Mary "Polly" Young
Mary Young (28 January 1825 – 16 June 1885) was a Pitcairn Islander, a granddaughter of Mutiny on the Bounty survivor Edward "Ned" Young and his Tahitian wife Toofaiti. Mary and her husband, Thursday October Christian II, a grandson of Fletcher Christian and a longtime leader of the island's community, were the parents of seventeen children and the ancestors of subsequent leadership figures of the island.
Family
Ned Young (c.1762–1800) and Toofaiti (c.1773–1831) had four children, all born on Pitcairn: Polly (c.1794–1843), George (c.1797–1831), Robert (c.1799–1831) and William, Mary Young's father (1799–1839).

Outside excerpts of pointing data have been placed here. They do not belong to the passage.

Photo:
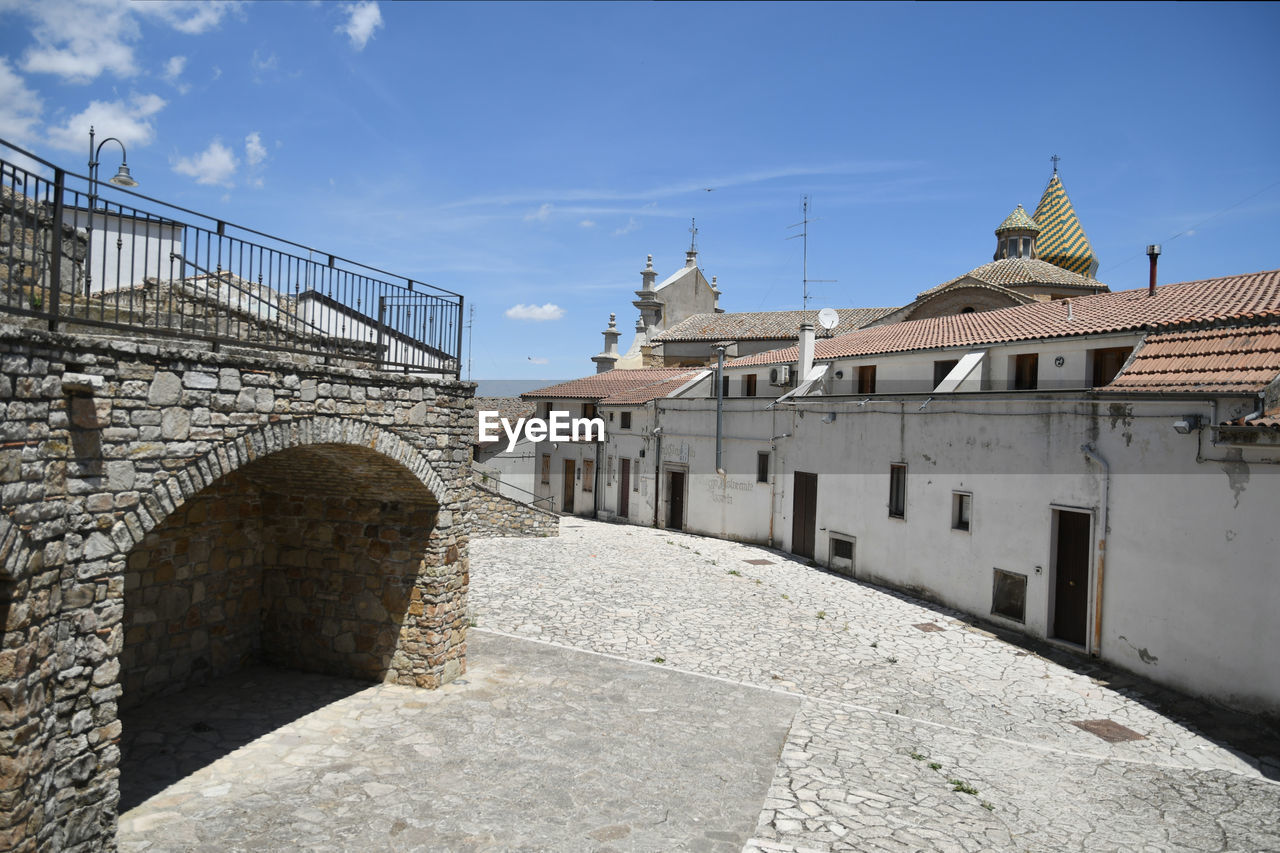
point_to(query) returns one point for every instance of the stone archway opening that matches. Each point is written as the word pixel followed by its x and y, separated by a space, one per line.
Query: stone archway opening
pixel 323 559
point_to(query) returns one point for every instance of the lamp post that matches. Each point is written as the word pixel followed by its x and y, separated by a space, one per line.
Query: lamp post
pixel 122 179
pixel 122 176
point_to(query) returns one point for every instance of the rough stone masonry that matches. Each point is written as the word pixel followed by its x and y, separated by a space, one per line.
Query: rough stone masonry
pixel 170 514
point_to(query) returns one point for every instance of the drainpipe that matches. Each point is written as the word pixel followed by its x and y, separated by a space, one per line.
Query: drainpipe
pixel 657 469
pixel 720 409
pixel 1102 547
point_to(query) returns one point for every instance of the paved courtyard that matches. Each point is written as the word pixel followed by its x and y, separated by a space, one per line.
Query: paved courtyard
pixel 636 689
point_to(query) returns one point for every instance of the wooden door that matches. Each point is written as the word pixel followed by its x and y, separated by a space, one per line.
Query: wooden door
pixel 676 501
pixel 570 469
pixel 1072 576
pixel 804 514
pixel 624 488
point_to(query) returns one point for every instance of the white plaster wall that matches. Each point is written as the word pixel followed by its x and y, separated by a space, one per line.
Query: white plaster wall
pixel 144 250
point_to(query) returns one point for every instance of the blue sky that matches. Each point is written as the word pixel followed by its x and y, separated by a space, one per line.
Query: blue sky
pixel 534 154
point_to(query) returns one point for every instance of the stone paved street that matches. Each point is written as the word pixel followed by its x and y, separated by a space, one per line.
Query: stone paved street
pixel 636 689
pixel 906 739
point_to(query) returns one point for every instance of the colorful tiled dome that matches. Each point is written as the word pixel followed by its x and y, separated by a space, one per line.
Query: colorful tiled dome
pixel 1061 240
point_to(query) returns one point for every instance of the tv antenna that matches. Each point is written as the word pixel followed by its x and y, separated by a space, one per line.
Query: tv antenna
pixel 471 320
pixel 804 236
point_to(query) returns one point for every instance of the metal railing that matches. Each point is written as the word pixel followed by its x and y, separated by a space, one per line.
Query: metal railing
pixel 72 259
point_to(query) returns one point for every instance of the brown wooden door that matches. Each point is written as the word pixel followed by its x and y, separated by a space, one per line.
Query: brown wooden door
pixel 624 488
pixel 676 501
pixel 570 469
pixel 804 514
pixel 1072 576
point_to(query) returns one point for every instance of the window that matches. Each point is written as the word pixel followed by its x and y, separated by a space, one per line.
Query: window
pixel 1105 364
pixel 941 369
pixel 897 491
pixel 1009 594
pixel 867 379
pixel 1025 372
pixel 961 505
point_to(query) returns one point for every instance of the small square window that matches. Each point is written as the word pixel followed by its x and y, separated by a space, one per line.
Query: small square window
pixel 1009 594
pixel 897 491
pixel 961 506
pixel 867 379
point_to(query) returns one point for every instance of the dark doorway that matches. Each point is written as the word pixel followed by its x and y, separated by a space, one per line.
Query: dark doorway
pixel 676 501
pixel 624 488
pixel 1070 575
pixel 804 516
pixel 570 469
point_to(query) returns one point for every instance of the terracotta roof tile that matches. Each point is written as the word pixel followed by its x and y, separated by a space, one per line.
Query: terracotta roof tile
pixel 606 384
pixel 762 325
pixel 1015 272
pixel 648 393
pixel 1243 359
pixel 1217 299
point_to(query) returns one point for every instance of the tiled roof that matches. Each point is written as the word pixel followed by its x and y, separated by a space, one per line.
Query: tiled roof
pixel 1019 272
pixel 648 393
pixel 1061 240
pixel 606 384
pixel 1018 220
pixel 762 325
pixel 1221 359
pixel 1216 299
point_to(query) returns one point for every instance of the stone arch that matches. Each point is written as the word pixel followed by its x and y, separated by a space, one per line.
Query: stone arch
pixel 316 544
pixel 232 455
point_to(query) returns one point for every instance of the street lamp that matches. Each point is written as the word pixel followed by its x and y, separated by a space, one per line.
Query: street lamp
pixel 122 177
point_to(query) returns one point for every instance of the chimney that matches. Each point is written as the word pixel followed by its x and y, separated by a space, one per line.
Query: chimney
pixel 805 351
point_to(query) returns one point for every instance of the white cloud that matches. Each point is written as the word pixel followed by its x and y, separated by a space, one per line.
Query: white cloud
pixel 131 123
pixel 19 106
pixel 78 40
pixel 174 67
pixel 192 17
pixel 542 214
pixel 362 19
pixel 214 165
pixel 254 150
pixel 535 313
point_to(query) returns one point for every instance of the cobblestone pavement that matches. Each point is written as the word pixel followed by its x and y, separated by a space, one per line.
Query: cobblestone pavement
pixel 906 738
pixel 535 748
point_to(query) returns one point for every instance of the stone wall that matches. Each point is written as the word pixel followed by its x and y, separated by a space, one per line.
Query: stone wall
pixel 105 448
pixel 496 515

Mary's mother, Elizabeth "Betsy" Mills (1792–1883), also born on Pitcairn, was the older of two children born to Bounty mutineer John Mills (1749–1793) and his Tahitian wife Vahineatua (c.1772–c.1808). In 1811 Elizabeth married Matthew Quintal (1791–1814), the eldest of five children born to Bounty mutineer Matthew Quintal (1766–1799) and his Tahitian wife Tevarua (1774–1799). Described as violent and quick-tempered, the elder Quintal was killed, within eyesight of seven-year-old Elizabeth, by Ned Young and the other Bounty mutineer, John Adams (1767–1829). Three years after her marriage and the birth of two sons, John (1812–1838) and Matthew (1814–1865), Elizabeth was widowed when the younger Quintal was lost at sea. Nine years later, in 1823, she married William Young and, between 1823 and 1837, bore seven children: Mayhew (died following birth in 1823), Mary, her first daughter, then William Mayhew (1827–1876), Miriam (1829–1911), twins Lydia (1832–1883) and Dorcas (1832–1917) and, five years later, Robert, who died five months after birth in 1837.
Marriage
In 1838 Pitcairn Island became a British colony and, the following year, Mary Young, who was nicknamed "Polly", after her father's sister, married, at age 14, Thursday October Christian II (1820–1911), the grandson of mutiny leader Fletcher Christian (1764–1793), and bore 17 children between 1840 and 1868. Her husband's father, Thursday October Christian I (1790–1831), so named to commemorate the day of his birth, was the first of three children born to Fletcher Christian and his Tahitian wife Mauatua (c.1762–1841), and the first child that came into the world on Pitcairn Island following the arrival of the Bounty. Thursday October I, who was three when his father was killed, married Teraura (c.1775–1850) in 1805, upon reaching his fifteenth birthday, and they became the parents of seven children: Joseph John (1806–1831), Charles (1808–1831), Mary (1810–1852), Polly (1814–1831), Arthur (1815–no date of death indicated), Peggy (1815–1884) and, finally, Thursday October II, who lived a decade into the 20th century, dying seven months past his 90th birthday.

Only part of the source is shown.